My response: I’m not walking out the door thinking with my penis. I’ve never paid for sex and I’m not starting when I get out of prison. I’ve been thirty years without getting laid and if I have to wait a little longer, I will survive. 🙂

*****

SIMPLE MAN: One of the things I look forward to is being able to listen to music without interruptions, per se, no commercials, no distractions from the typical things we experience in prison; e.g., having to listen for a guard to announce “Count Time,” during certain times so we can stand up and be counted; or to annoying announcements on an intercom that disturbs my peace.

 

I could have bought an MP-3 player years ago and eliminated some of those problems.
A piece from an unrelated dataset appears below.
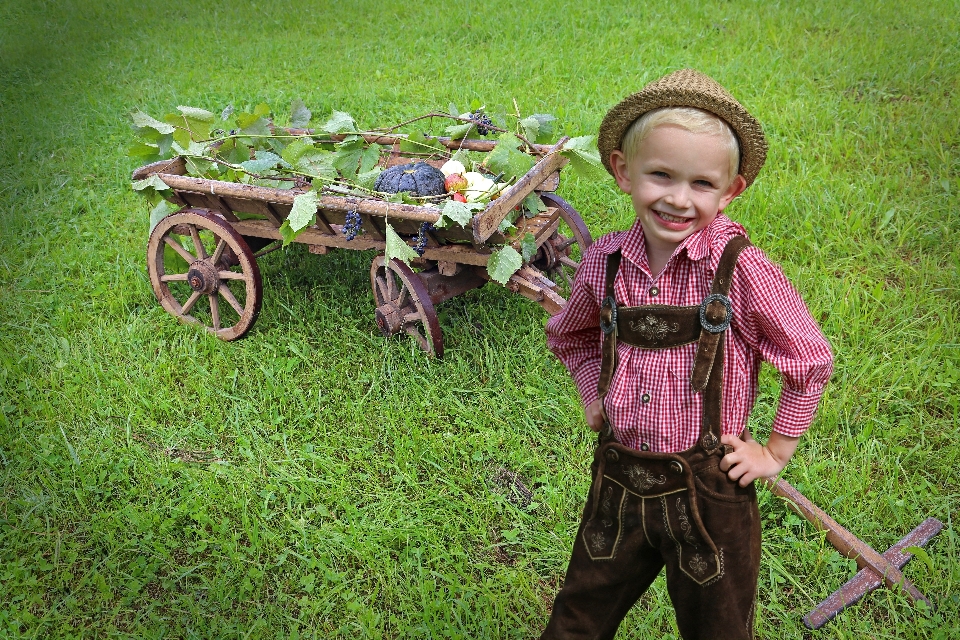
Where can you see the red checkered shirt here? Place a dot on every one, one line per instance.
(650, 400)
I didn’t feel purchasing one was wise due to the $1.55 price tag, per song, for altered (graphic lyrics restricted, etc.) and limited music selections, so … I have patiently waited and dealt with static, difficulty finding a station playing what I want to hear, and long-commercial interruptions.

 

SWEET HOME ALABAMA: On the Sunday morning following Dan’s departure from this thing we know as life, I listened to members of Lynyrd Skynyrd on Uncle Joe Benson’s, Off the Record. Hearing many of the songs reminded me of days gone by.

 

When I listened to Sweet Home Alabama, I was thankful that my friend did get to go home and leave this world as a free man. Maybe he has a guitar in his hands and is strumming God’s favorite tune.